Kiedyś już taki temat był ale nie uzyskałem jednoznacznej odp więc zapytam jeszcze raz opisując problem..
Kilka miesięcy temu moja Kawa zaliczyła niegroźną glebe w garażu ;/
Od tamtego czasu po prostu oszalała. Nie wkręca sie na obroty oraz strasznie stuka w silniku.
Poniżej daje filmik obrazujący problem.
http://www.youtube.com/watch?v=wsqANUBCIWA
Jak ktoś zna przyczyne to prosiłbym o pomoc
PZDR
Kawasaki GPX 750R problem
słabo sie znam na motorach
ale nieprzestawił Ci sie zapłon czy gaznik(o ile tam jest)
?
mulato dosc chodzi
moze być tez problem ze sterownikiem silnika (o ile coś takiego jest)
radze posprawdzać elektronike czy gdzieś coś niezwarte czy upękniete
No kolego bez obrazy ale słabo sie znasz. Co ma wspólnego zapłon i gaźniki (bo tam są 4) do stuków w silniku. Zapłon jest sterowany elektronicznie poprzez 2 czujniki na wale głównym. Z elektroniką wszystko ok bo była sprawdzama
Mimo wszystko dzięki że chciałeś pomóc
ale od razu tak po upadku zaczela szwankowac ? a kiedy czysciles gazniki i robiles synchro ? moze to jest przyczyna ze nie wkreca sie na obroty, stuki to moze zawory jak nie byly robione chociaz nie wiem czy one stukaja, jak to gleba parkingowa i takie cuda niewidy to sprawdz czy ten moto prosto jezdzi :)
Jeszcze tego nie rozwiązałeś? Aż takich beznadziejnych mechaników masz tam? Jak chcesz moge ci dać namiar na mechanika KOZAKA W PL!
No jutro lece do mechanika z klubu motocyklowego a wtedy sie za to wogóle nie zabierałem.
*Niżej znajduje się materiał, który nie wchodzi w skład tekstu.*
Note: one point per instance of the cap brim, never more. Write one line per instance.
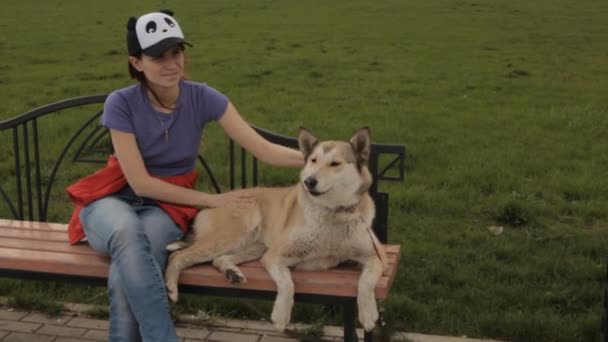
(159, 48)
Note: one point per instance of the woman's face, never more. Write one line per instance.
(164, 71)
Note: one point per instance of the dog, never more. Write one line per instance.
(321, 221)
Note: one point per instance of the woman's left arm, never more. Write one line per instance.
(241, 132)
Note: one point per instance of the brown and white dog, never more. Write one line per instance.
(315, 224)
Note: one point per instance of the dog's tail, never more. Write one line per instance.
(177, 245)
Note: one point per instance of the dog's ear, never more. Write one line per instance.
(360, 143)
(306, 142)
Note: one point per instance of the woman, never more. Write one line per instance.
(144, 199)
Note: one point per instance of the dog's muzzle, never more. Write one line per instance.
(311, 186)
(311, 183)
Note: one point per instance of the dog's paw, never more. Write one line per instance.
(368, 317)
(368, 312)
(280, 321)
(172, 293)
(235, 277)
(281, 314)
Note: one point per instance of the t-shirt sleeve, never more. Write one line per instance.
(116, 114)
(214, 103)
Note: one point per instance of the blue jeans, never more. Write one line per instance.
(134, 234)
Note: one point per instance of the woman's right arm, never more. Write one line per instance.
(144, 185)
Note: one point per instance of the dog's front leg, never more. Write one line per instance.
(366, 298)
(277, 267)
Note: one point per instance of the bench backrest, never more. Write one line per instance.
(36, 145)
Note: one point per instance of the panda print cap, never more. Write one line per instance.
(154, 33)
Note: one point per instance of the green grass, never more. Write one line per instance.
(501, 104)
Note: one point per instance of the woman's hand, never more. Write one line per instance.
(234, 199)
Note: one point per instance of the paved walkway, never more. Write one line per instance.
(23, 326)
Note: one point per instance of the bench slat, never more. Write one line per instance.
(42, 247)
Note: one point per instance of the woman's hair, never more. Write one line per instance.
(141, 78)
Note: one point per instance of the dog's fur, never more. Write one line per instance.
(315, 224)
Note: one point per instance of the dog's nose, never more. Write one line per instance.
(310, 182)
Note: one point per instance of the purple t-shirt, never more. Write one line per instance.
(174, 152)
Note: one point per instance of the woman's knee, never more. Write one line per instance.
(110, 223)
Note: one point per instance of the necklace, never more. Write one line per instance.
(166, 120)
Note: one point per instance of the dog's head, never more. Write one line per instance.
(335, 173)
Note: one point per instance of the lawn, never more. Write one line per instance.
(501, 104)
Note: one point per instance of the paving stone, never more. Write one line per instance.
(45, 319)
(222, 336)
(277, 339)
(96, 335)
(12, 315)
(194, 333)
(19, 326)
(22, 337)
(89, 323)
(60, 330)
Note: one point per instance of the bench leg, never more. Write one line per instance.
(350, 314)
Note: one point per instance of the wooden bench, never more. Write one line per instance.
(33, 248)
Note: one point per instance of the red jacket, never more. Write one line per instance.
(109, 180)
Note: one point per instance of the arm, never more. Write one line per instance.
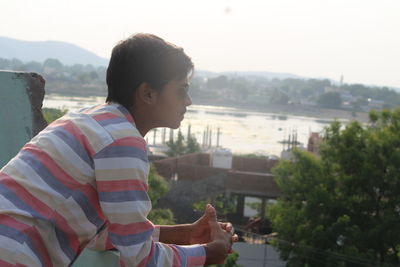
(194, 233)
(121, 179)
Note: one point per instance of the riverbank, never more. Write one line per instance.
(297, 110)
(294, 109)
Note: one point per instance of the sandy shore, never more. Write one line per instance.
(298, 110)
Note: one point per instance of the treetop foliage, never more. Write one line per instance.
(343, 208)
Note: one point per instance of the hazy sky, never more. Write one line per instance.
(359, 39)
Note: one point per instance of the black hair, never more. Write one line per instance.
(144, 58)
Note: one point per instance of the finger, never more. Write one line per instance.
(234, 238)
(223, 225)
(212, 217)
(229, 227)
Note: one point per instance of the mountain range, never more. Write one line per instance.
(39, 51)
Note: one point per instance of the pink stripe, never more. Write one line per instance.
(121, 185)
(131, 229)
(177, 257)
(64, 178)
(105, 116)
(144, 262)
(137, 142)
(196, 260)
(79, 136)
(36, 238)
(91, 110)
(7, 264)
(44, 210)
(70, 127)
(34, 235)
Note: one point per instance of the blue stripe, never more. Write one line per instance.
(64, 243)
(122, 152)
(153, 260)
(182, 253)
(23, 206)
(112, 121)
(123, 110)
(21, 237)
(129, 240)
(194, 251)
(52, 181)
(122, 196)
(19, 203)
(73, 143)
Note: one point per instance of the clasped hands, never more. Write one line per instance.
(216, 237)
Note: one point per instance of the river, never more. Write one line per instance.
(241, 131)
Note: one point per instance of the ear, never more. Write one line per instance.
(146, 94)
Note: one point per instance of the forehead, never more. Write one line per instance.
(178, 83)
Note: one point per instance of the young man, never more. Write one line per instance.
(83, 180)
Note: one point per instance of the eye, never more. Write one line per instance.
(184, 90)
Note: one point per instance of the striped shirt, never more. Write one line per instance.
(83, 180)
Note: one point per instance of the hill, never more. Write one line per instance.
(67, 53)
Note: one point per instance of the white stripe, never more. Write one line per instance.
(115, 127)
(38, 182)
(131, 251)
(7, 206)
(142, 207)
(121, 163)
(86, 123)
(15, 248)
(71, 156)
(21, 167)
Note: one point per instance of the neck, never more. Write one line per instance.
(141, 122)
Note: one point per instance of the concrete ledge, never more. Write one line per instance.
(21, 96)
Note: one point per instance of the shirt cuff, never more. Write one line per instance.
(156, 233)
(195, 255)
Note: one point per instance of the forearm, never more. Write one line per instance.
(175, 234)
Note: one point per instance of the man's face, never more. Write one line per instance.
(171, 103)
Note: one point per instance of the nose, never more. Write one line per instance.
(188, 100)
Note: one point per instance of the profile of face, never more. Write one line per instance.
(171, 102)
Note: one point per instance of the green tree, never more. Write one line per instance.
(230, 261)
(330, 100)
(342, 208)
(158, 187)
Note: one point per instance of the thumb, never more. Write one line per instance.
(212, 216)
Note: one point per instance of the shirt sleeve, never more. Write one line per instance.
(121, 171)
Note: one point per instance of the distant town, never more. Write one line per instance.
(256, 91)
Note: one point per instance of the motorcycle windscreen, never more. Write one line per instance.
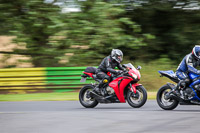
(83, 79)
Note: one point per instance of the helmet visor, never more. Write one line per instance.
(119, 57)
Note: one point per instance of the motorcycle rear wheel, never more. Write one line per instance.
(85, 99)
(166, 104)
(138, 100)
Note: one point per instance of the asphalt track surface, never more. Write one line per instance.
(71, 117)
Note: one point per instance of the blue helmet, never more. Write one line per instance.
(196, 52)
A moto jeździ prosto bo wczoraj nim troche polatałem gdyż pogoda dopisała :) Do mechanika wiozłem właśnie w celu regulacji i synchro i takie tam z gaźnikami. Ale po dłuzszej jeździe zaczęło mi głośno stukać.. oj głośno! I dlatego mam kolejny cel. Na forum Kawy napisali że może to być wina rozrządu. A co do zaworów to jest ok bo niedawno regulowałem.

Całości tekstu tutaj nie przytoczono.